Contributed by Rohit Dadwal, Managing Director, Mobile Marketing Association Asia Pacific Limited
Asia Pacific mobile impressions on our network surpassed 18 billion monthly impressions, growing 10% from January to April 2011 – InMobi
The number of ads served on our network increased 38% globally over the past three months, to 23.2 billion ad impressions – BuzzCity (Q1 2011)
These are just some of the staggering growth figures that have been announced in key global and regional markets recently. Mobile Internet has come of age in a few short months. What’s interesting is that this growth in penetration is not just driven by smartphones or other sophisticated mobile devices. Even the most basic feature phones have Internet capabilities. What we have now is a different user environment. One where consumers are ready to use the technologies that have been around for a long while and are comfortable with them.
What’s more is that these users see these pocket devices as an extension of themselves, having completely integrated them into their lives. The fact that technologies are evolving and we now have faster network speeds, cheaper and more function-rich devices enabling increasingly engaging content and applications is but a by-product of this change in the consumer environment.
While the merits of the medium are now widely known and its capabilities are now scalable enough to be built into all ad buys, the next critical step towards a mature industry is the commitment to create a transparent and consistent business environment for buying and selling ads. Measurement, metrics and analysis are the key to greater opportunity, innovation and industry participation.
There are some standard methodologies for measuring web ads including what constitutes an impression. The first step is to define ad currencies – what is being measured?
• Ad impression: The measure of the delivery of an advertisement from an ad delivery system in response to a user request which may be a result of a user calling for the ad to be delivered.
• Streaming video advertising: A valid streaming video ad impression should only be counted only once the video ad begins to appear to the user post-buffering.

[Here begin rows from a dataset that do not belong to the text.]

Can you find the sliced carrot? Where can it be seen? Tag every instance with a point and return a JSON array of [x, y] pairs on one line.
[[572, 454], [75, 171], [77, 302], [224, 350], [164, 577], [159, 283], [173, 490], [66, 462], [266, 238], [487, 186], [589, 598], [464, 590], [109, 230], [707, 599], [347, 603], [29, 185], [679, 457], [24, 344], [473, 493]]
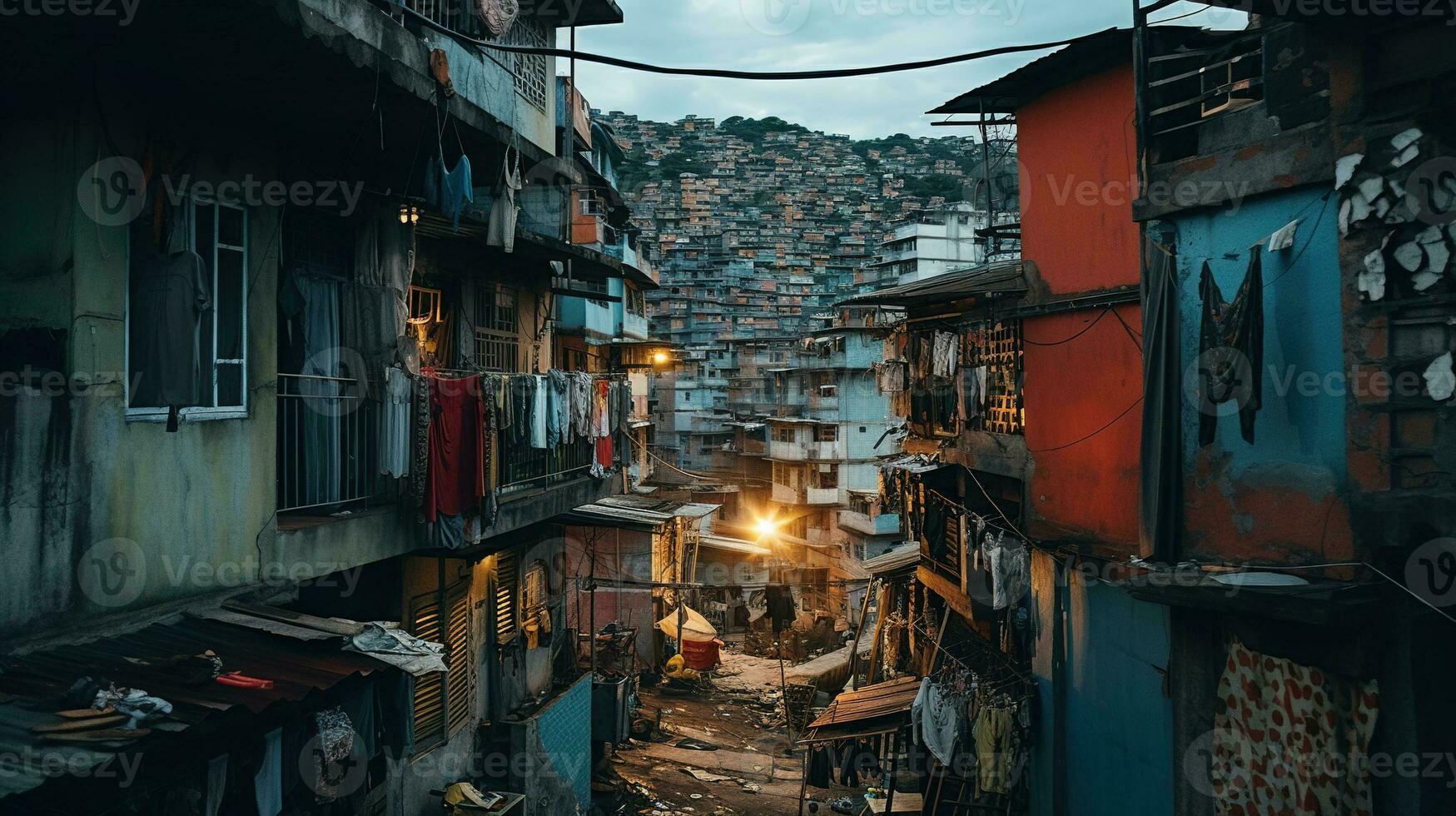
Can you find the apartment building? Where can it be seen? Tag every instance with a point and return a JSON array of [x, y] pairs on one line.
[[266, 266]]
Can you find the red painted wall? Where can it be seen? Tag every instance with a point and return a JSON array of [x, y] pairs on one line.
[[1076, 147], [1090, 489]]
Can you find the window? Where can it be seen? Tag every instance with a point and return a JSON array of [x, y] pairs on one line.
[[219, 235], [997, 347], [497, 331], [445, 701], [507, 619], [534, 604], [532, 70]]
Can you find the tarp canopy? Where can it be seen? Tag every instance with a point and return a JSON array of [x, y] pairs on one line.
[[695, 627]]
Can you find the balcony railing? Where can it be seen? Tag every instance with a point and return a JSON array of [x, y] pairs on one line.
[[453, 15], [328, 443], [524, 466]]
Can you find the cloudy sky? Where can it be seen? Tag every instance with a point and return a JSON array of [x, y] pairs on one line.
[[832, 34]]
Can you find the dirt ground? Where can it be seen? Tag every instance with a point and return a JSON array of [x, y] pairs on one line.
[[753, 769]]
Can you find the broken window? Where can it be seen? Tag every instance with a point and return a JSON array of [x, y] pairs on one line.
[[217, 233]]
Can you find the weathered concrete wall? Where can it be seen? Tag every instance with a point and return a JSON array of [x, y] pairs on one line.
[[1084, 425], [87, 472], [1104, 714], [1280, 497]]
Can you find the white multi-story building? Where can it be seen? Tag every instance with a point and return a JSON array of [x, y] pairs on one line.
[[933, 242]]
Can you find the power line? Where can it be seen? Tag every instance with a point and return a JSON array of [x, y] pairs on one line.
[[769, 76], [1113, 421]]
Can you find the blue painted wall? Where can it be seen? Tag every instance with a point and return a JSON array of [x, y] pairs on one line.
[[1302, 330], [1117, 723], [565, 734]]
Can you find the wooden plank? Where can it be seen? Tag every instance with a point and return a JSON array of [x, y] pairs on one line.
[[947, 590], [880, 629]]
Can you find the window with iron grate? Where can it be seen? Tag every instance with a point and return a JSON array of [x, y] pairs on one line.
[[445, 703], [532, 70]]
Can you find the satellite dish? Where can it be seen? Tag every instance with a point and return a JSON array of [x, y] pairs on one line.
[[499, 15]]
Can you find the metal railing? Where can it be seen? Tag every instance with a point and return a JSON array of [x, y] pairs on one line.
[[453, 15], [524, 466], [328, 442]]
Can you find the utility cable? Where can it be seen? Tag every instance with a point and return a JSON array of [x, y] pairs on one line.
[[772, 76], [1113, 421]]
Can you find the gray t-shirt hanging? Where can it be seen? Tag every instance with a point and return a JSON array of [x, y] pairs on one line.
[[169, 293]]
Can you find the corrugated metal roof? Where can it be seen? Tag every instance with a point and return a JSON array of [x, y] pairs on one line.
[[1071, 63], [897, 559], [734, 545], [1002, 279], [38, 679], [882, 707], [634, 512]]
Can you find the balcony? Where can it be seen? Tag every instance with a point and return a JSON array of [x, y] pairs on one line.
[[820, 495], [328, 443], [807, 452], [526, 468], [785, 495], [864, 524]]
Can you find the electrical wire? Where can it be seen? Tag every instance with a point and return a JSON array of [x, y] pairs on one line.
[[1409, 590], [766, 76], [1180, 17], [1086, 328], [1113, 421]]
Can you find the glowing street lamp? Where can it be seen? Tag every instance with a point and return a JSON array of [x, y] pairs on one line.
[[766, 528]]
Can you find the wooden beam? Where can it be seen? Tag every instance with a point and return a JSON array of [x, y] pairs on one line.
[[880, 629], [947, 590]]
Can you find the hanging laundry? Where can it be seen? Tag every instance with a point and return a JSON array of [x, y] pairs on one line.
[[944, 356], [783, 610], [335, 738], [395, 425], [456, 446], [522, 402], [383, 251], [625, 413], [1230, 350], [504, 211], [1009, 565], [935, 719], [169, 293], [539, 411], [602, 456], [1283, 734], [420, 443], [558, 408], [456, 192], [602, 410], [995, 751], [581, 400]]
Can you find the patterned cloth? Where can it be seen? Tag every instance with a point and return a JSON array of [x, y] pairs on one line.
[[1290, 739], [581, 404]]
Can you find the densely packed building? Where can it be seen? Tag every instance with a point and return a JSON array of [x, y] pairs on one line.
[[759, 229]]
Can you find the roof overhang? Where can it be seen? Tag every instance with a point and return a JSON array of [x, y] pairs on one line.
[[574, 13], [985, 283], [1071, 63]]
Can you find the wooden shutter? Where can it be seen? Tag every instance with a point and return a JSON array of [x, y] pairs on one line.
[[459, 658], [430, 701], [505, 605]]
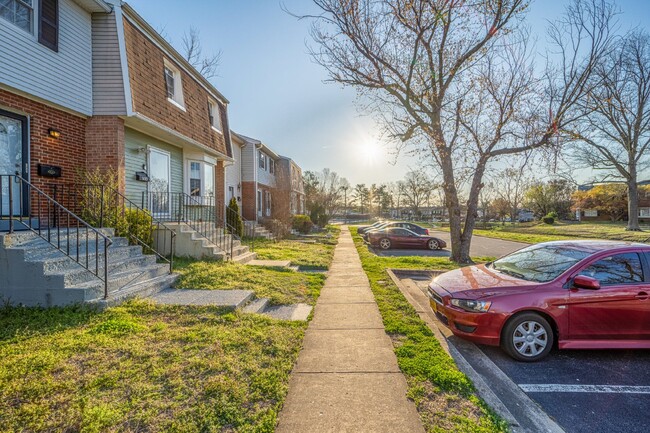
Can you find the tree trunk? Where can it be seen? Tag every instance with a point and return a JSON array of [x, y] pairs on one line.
[[472, 213], [632, 202]]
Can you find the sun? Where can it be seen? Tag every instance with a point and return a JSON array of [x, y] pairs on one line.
[[370, 152]]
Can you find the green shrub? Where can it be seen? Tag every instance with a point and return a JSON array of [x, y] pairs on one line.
[[139, 227], [302, 223], [235, 225], [548, 219], [319, 216]]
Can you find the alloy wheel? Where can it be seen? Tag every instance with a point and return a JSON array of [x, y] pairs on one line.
[[530, 338]]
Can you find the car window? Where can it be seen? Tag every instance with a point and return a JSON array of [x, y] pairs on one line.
[[539, 263], [616, 269]]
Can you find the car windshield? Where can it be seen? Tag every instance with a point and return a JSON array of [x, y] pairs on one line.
[[539, 263]]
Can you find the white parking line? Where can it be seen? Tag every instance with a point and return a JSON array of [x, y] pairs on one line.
[[616, 389]]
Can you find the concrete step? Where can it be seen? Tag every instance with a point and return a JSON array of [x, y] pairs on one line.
[[95, 289], [298, 312], [60, 262], [231, 299], [244, 258], [79, 275], [142, 289]]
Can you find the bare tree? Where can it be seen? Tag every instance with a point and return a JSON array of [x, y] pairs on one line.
[[193, 53], [413, 62], [615, 134], [511, 185], [417, 188]]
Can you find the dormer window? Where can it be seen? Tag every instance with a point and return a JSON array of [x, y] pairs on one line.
[[262, 161], [18, 12], [173, 85], [214, 113]]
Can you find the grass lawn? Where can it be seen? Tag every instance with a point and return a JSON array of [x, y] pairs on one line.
[[281, 286], [308, 253], [143, 368], [443, 395], [541, 232]]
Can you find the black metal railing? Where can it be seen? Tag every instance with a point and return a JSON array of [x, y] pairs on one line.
[[104, 206], [241, 229], [26, 207], [203, 214]]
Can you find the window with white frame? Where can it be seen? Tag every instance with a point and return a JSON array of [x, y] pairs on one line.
[[173, 85], [214, 113], [18, 12], [262, 160], [201, 180]]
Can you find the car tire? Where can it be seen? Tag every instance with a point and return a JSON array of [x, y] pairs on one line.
[[527, 337]]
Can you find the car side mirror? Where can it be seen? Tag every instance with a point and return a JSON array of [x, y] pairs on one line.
[[585, 282]]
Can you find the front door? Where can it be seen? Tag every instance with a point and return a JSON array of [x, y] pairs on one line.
[[159, 181], [13, 160]]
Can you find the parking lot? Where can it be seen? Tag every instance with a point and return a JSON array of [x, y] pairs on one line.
[[595, 391]]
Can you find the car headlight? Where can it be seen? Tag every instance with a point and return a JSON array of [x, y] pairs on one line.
[[472, 305]]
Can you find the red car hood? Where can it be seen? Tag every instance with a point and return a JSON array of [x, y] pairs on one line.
[[479, 280]]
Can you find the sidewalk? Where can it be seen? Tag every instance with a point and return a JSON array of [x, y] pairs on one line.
[[346, 378]]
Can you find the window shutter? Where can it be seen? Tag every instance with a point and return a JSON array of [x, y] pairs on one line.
[[48, 24]]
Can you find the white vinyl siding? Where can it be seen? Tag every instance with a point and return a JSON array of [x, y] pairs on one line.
[[233, 172], [135, 159], [63, 78], [108, 83]]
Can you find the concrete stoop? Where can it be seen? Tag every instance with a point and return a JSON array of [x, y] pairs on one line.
[[190, 243], [241, 300], [34, 273]]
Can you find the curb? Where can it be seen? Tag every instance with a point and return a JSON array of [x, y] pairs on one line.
[[458, 349]]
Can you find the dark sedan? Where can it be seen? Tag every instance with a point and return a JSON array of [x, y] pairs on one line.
[[379, 224], [397, 237], [397, 224]]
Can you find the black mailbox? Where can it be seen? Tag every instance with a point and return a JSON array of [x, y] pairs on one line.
[[49, 170]]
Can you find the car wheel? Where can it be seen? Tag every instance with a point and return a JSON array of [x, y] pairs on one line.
[[528, 337]]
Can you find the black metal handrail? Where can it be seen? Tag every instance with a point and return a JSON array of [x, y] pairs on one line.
[[247, 234], [200, 213], [52, 217], [106, 206]]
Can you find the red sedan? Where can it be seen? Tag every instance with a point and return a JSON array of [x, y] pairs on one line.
[[395, 237], [582, 294]]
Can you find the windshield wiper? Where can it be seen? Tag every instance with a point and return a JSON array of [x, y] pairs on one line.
[[512, 273]]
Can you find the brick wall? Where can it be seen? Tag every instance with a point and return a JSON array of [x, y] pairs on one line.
[[146, 63], [67, 152], [105, 145], [249, 201]]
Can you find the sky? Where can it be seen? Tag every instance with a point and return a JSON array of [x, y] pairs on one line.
[[279, 95]]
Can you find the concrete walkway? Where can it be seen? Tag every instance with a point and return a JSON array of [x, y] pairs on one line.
[[346, 378]]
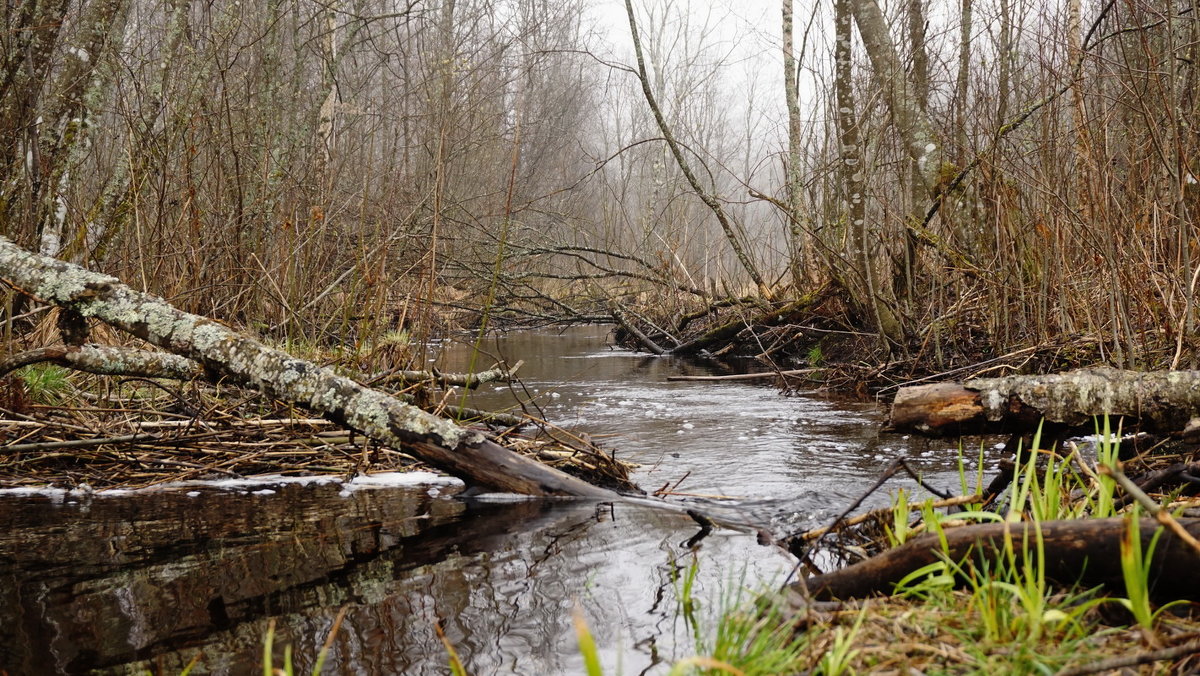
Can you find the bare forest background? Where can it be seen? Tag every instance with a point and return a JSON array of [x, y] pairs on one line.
[[945, 180]]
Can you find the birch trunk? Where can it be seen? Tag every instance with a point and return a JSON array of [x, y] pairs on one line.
[[903, 100], [714, 205], [222, 352], [1158, 401]]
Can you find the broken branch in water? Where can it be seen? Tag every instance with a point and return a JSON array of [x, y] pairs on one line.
[[1162, 401], [762, 376], [243, 360]]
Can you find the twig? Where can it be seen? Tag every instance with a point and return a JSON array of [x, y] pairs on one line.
[[761, 376], [1162, 515], [1132, 659], [887, 474], [885, 510]]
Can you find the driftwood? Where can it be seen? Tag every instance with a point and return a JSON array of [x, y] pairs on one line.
[[642, 339], [1157, 401], [498, 374], [226, 353], [108, 360], [762, 376], [1085, 551]]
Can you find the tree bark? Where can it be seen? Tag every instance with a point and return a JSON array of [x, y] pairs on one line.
[[910, 118], [1077, 551], [709, 199], [1156, 401], [220, 351]]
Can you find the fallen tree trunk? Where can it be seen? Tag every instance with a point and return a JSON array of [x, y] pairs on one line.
[[471, 381], [245, 362], [1084, 551], [108, 360], [1156, 401]]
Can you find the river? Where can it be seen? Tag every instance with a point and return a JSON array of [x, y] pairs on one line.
[[121, 582]]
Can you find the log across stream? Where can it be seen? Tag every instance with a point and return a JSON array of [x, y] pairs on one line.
[[157, 576]]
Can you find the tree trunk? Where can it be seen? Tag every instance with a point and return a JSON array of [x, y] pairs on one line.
[[222, 352], [709, 199], [907, 113], [1157, 401]]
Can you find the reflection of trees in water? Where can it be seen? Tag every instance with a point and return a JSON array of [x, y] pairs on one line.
[[155, 579]]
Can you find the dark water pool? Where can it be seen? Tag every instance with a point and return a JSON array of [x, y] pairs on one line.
[[129, 582]]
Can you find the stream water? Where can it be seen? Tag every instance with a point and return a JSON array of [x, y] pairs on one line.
[[119, 582]]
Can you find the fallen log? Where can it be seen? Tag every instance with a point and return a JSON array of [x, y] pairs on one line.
[[1162, 401], [1084, 551], [226, 353], [471, 381], [108, 360], [762, 376]]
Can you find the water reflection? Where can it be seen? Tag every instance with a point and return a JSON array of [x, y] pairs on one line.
[[124, 585], [149, 581]]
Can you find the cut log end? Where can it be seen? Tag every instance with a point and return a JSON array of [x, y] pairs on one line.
[[936, 408]]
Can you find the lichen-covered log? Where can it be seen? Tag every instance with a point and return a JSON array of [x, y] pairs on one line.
[[1162, 401], [469, 381], [108, 360], [1075, 551], [223, 352]]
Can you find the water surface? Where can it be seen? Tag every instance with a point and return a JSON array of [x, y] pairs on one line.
[[149, 581]]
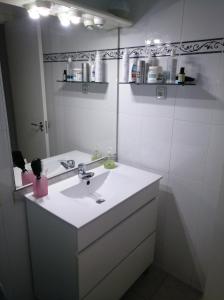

• Rich media ad impression: Measurement should occur as late in the process as possible. Rich media providers should tag ads so that they are counted only when they are played. Alternative ad designs should be made available for delivery to users with disabled flash functionalities.
• Click Measurement: These refer to ads that include clickable content to obtain additional content or to initiate a transaction. There are differing methods used for the counting of clicks. Regardless of method used, these methods should be fully disclosed to users.
Quantify elements for success. Once you have the currencies, define the success elements for mobile, allowing brand marketers to understand what works.
Measure the medium. Once you have all the tools in place, measure mobile’s effectiveness in cross-media marketing communications initiatives.
Ad servers are excellent for tracking and recording the results of online marketing and advertising activities in terms of impressions, clicks, and interaction metrics. These offer the fundamentals of archiving and categorising viewership and response. Aspects of ad servers which are useful in maximising placement and targeting are behavioural targeting, contextual targeting, and creative optimization.
New standards will be adopted and integrated very soon. More guidelines are emerging to support marketers, as seen from MMA’s recently established “Mobile Web Advertising Measurement Guidelines.” Developed in collaboration with the Interactive Advertising Bureau (IAB) and the Media Rating Council (MRC), the guidelines provide the basis to how ad impressions should be quantified on the mobile Web. We hope to keep the momentum going to keep up with this dynamic media.